The next part is either badly put, or I'm just unfamiliar with the archaic uses of 'object'. Of the two mentions of the word in that sentence, the first reads quite clearly at first glance as a concrete object, _i.e._ a piece of music. However, taking that meaning for the second 'object' is difficult to make sense of. If it does have the same meaning, then it would seem to be (unclearly) suggesting that the passion of the critic is what has missed if the critic is censuring the work. In other words, negative opinions are unfounded. This is (as I have said earlier in the thread) ridiculous. If, however, the second use of 'object' is supposed to be taken to mean 'object_ive_', then it makes more sense - that the critic has a passion for the _aim_ of the music, even if he feels that the aim is not achieved. Whether or not, on second reading, one should therefore read the first 'object' as 'objective' I don't know.

So, in this first part, the thought is either something I intensely disagree with, or it is poorly phrased.



> The critical relation does not obtain when the artist's very purpose seems to the critic futile, or remains a mystery.


This part is more obviously contentious, and I certainly don't agree with it. If the purpose of the artwork remains a mystery, then, yes, I think it is misplaced for someone to critique it because they would not have the necessary foundations to do so. However, I think it is _wholly_ justified for someone to critique a work even if they think the purpose of it is futile. This is precisely what I was talking about earlier in terms of engaging with the idea of what music _should_ be. Many people - most typically composers - will form ideas about the best methods of musical communication, or what music as an art form should be used to communicate. If you feel that a piece of music communicates through poor means or that it communicates a poor idea, then it's perfectly valid to assert that reaction as a demonstration of your artistic ideals.

This is why I said earlier that the quotation is very convenient for the artist, because it allows only critics who empathise and approve of the artist's purpose to have valid opinions. In fact, _anyone_ can have a valid opinion - whether they approve or disapprove - just so long as they _understand_ the work in question. And it is most certainly possible to understand something and to think it futile.


----------



## Elgarian (Jul 30, 2008)

Polednice said:


> Rather than take on your interpretation, Elgarian, I'm just going to go back to the original quotation &c, &c ...


I think we've probably taken this as far as we can sensibly go, now. If you'd posted this earlier, I'd have said it was based on a misinterpretation of Barzun's statement, and would have gone on to explain what I believe he did actually mean. But I've already done that in my previous post, and I've nothing further to add in that respect. I do have three additional observations to make, however, based on what you say here. And then I think I'm done.

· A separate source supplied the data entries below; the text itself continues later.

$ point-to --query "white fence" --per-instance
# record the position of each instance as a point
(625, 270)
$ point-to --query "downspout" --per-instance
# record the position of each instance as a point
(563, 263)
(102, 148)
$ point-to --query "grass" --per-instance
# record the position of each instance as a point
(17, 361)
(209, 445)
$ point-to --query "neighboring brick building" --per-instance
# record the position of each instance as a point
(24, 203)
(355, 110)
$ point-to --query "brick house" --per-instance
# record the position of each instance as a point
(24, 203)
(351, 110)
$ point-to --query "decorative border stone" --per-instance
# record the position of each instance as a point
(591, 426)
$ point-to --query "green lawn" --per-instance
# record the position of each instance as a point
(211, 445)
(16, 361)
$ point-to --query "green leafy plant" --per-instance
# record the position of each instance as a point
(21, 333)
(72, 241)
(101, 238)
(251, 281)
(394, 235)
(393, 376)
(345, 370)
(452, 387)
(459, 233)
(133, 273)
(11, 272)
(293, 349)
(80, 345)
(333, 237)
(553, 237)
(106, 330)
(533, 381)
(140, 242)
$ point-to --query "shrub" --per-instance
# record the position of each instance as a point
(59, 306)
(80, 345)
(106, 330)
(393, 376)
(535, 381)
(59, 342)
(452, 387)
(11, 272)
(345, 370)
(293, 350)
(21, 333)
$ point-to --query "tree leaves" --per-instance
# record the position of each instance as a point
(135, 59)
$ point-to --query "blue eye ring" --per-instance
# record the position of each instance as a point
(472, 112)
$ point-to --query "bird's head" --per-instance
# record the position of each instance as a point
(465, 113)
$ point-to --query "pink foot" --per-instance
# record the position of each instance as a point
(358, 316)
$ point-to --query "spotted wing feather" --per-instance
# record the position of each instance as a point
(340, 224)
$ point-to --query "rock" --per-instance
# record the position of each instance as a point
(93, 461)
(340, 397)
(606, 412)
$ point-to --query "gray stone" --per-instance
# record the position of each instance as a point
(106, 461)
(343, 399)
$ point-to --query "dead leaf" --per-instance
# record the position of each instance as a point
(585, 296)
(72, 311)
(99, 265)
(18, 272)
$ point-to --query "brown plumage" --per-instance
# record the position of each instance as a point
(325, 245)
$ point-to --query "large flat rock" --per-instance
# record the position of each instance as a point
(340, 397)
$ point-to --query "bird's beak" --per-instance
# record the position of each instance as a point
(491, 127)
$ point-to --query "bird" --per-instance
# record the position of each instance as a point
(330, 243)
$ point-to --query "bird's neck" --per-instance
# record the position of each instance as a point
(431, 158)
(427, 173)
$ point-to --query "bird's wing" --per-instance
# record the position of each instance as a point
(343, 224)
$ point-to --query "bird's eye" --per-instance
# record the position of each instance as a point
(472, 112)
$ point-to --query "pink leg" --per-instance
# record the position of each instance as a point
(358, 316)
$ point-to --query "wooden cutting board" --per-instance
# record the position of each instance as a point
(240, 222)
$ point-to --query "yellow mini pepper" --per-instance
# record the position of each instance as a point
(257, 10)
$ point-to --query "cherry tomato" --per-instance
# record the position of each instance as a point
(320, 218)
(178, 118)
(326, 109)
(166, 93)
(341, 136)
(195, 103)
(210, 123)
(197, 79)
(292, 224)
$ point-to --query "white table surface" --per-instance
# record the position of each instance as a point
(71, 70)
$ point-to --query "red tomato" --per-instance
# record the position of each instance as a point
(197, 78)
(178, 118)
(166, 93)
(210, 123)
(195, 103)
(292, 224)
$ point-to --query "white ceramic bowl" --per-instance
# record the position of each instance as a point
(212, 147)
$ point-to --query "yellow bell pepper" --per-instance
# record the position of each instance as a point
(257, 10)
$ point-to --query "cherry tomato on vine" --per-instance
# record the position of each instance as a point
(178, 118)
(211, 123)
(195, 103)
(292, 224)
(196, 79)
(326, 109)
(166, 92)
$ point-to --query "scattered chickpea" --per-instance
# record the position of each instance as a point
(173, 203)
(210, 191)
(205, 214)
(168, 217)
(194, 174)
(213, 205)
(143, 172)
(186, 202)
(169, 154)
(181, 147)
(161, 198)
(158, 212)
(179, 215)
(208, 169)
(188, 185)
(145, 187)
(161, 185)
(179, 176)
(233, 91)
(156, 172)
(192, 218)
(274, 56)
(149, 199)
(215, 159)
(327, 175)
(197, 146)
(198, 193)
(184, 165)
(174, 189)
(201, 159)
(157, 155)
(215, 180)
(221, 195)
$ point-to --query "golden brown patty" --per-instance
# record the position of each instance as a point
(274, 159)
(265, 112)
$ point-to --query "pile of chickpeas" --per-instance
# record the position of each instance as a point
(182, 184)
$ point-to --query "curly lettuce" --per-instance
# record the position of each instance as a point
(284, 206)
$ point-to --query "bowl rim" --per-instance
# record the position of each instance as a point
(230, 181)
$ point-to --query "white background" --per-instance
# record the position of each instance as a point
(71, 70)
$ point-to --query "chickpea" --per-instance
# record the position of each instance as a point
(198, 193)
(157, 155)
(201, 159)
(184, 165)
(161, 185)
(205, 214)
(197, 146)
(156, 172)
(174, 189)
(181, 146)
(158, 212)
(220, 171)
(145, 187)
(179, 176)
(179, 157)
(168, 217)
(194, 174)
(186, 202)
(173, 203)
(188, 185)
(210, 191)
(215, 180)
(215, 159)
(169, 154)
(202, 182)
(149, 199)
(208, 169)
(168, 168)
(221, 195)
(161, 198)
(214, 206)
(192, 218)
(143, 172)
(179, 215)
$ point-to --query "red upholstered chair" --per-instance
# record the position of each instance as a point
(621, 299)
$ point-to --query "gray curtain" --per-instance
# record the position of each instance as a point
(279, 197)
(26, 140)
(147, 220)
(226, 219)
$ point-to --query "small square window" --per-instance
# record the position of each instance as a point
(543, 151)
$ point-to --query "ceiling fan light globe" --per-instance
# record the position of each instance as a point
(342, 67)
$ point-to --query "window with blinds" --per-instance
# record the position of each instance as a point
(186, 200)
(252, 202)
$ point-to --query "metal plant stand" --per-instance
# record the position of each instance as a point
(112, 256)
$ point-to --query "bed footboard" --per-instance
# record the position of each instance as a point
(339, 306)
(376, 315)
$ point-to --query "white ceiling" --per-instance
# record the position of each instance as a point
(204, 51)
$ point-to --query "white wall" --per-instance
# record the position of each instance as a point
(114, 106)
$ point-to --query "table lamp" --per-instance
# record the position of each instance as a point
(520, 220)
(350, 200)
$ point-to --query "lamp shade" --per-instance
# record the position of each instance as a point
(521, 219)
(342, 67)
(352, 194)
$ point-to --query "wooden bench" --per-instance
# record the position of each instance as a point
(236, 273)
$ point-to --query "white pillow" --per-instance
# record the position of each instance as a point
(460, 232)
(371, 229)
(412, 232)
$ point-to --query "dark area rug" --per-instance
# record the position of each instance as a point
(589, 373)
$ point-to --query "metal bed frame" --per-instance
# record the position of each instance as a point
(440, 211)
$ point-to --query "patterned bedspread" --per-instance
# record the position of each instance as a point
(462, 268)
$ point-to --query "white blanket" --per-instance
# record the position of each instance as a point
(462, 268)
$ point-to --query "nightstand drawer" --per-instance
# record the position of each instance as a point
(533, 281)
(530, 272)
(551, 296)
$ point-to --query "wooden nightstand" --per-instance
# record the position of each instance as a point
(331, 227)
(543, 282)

1. I don't understand the problem with his use of the word 'object'. If the object were (say) a painting, and if the artist has succeeded in what he has attempted, then the critic's observations should be illuminated by his admiration and understanding of the thing actually presented before him. If the painter _hasn't_ succeeded, the critic's observations should be illuminated by his admiration and understanding of the _attempted_ goal, even though it hasn't been achieved, in order to demonstrate the faults in the actual work presented. The point here is that the critic must clearly understand and care about the _aim_ of the artist's efforts, even if the artist failed to achieve it. I say again: how else can he comprehend or empathise with what the artist was attempting? This is related to my second point:

2.


> And it is most certainly possible to understand something and to think it futile.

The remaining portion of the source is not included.